Barnett’s argument originates with research by Lapointe, whom the statewide chamber paid to produce this and four previous videos about Florida’s water woes.
Lapointe maintains septic tank runoff is one of the primary sources of pollution in the lagoon. He admitted to TCPalm in July 2016 that septic leaks didn’t cause that year’s bloom, but added: “When the algae from the lake enters the estuary, it encounters high concentrations of what we call ‘active’ nutrients; and that makes the blooms explode.”
That’s not what happened, Phlips countered. The algae bloom didn’t “explode” in the estuary; in fact, the algae didn’t even bloom.
“To say the algae ‘bloomed’ in the estuary is a misnomer,” Phlips said; it was dying.
Healthy algae, he said, can be found at all depths of a water body. The 2016 algae bloom in Lake O, for example, could be seen as scum on top of the water but was below the surface as well.
Once algae in the water discharged from Lake O reached the St. Lucie, Phlips said, “it got stressed by the non-ideal conditions, the slightly elevated salinity.”
The stressed-out algae floated to the water’s surface.
“When algae floats to the surface and becomes scum, it’s not happy,” Phlips said. “It’s on its way out. The dying algae floated to the surface of the water, then winds blew it, massive amounts of it, into bays and canals and marinas.”
The algae mass didn’t explode, Phlips said, “it got concentrated.”
Lapointe’s response: “I don’t buy that at all, and I think the evidence proves I’m right.”
First, Lapointe pointed to data from remote-controlled water monitors showing the Lake O discharges had removed practically all the salinity from the areas of the St. Lucie plagued by the blooms before the algae stared blooming.
In fact, a LOBO monitor maintained by Harbor Branch in the river off downtown Stuart indicates low salinity from mid-May to mid-July 2016, the period of the worst algae blooms.
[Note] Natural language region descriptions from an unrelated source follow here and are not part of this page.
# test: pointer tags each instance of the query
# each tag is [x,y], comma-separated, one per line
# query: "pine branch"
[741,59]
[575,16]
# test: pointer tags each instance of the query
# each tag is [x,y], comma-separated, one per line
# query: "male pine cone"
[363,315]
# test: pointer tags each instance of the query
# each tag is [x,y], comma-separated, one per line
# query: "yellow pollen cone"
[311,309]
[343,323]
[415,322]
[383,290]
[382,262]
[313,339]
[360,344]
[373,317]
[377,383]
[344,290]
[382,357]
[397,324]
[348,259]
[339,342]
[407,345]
“That part of the St. Lucie was basically a freshwater lake for over a month before the algae arrived,” he said. “So there was no stress on the algae from salinity. It was a living, growing organism as long as the water remained salt-free.”
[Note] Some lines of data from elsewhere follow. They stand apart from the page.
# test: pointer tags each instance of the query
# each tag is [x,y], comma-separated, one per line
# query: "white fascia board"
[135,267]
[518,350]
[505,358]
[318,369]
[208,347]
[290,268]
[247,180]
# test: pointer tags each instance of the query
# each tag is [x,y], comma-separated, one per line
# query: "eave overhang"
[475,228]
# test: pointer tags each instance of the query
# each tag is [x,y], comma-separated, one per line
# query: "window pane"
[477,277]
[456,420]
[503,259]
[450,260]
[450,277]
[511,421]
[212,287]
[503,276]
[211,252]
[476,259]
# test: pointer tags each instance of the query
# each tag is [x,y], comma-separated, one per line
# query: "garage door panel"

Lapointe said samples he took during the bloom showed algae was “assimilating,” or feeding.
Other data from the Florida Department of Environmental Protection, Lapointe said, shows the algae got more toxic as it grew in the estuary – a result, he thinks, of taking in all that nitrogen.
“Algae that’s taking in nitrogen and getting more toxic isn’t dead,” he said.
Pros and cons
Both arguments have good points and weak ones, Widder said.
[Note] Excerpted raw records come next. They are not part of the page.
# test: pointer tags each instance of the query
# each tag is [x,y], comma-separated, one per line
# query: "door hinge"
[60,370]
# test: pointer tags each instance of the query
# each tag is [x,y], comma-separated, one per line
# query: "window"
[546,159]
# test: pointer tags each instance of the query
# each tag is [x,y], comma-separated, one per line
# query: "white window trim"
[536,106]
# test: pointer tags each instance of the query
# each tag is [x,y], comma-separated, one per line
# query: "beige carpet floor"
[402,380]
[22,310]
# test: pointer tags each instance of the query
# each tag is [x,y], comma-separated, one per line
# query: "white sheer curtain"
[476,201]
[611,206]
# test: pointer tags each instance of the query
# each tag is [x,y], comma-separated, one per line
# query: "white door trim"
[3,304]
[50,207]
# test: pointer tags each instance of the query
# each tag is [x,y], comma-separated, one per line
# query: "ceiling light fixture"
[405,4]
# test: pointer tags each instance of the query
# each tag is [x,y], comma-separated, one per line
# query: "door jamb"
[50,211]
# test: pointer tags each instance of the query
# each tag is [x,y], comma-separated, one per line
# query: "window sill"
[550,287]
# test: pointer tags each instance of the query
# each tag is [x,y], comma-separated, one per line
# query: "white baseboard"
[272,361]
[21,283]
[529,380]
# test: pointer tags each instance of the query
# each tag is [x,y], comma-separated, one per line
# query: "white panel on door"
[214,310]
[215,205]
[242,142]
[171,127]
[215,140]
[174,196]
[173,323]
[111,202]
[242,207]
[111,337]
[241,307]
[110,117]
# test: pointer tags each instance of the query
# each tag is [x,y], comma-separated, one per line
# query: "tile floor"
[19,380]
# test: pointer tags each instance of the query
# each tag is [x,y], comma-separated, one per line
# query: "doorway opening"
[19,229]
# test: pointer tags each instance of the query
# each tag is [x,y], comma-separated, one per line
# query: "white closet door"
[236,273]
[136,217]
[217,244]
Phlips is right that the algae was floating, Widder said, but it wasn’t dying: A lot of dead algae would have dropped oxygen levels in the water and possibly caused fish kills, but that didn’t happen.
And unlike Lapointe’s contention, the algae probably didn’t feed on nutrients from septic tanks, she said.
Freshwater from Lake O tended to float on top of the heavier, saltier water in the estuary, Widder said, and the two layers didn’t mix much.
“Which means most of the nutrients fueling the bloom were probably carried with the freshwater from the lake,” Widder added.
The two layers, freshwater over saltier water, also has been credited with keeping salt-loving oysters in the estuary alive despite the prolonged discharges.
Make the switch
Still, both Lapointe and Phlips support switching homes on septic tanks to municipal sewer systems – Phlips just not as adamantly as Lapointe.
Switching from septic to sewer “is a great idea,” Phlips said. “There’s no disputing that septic tanks contribute nutrients and pollution to water bodies like the lagoon and the St. Lucie River. But if you expect making the switch will make the blooms go away, it won’t.”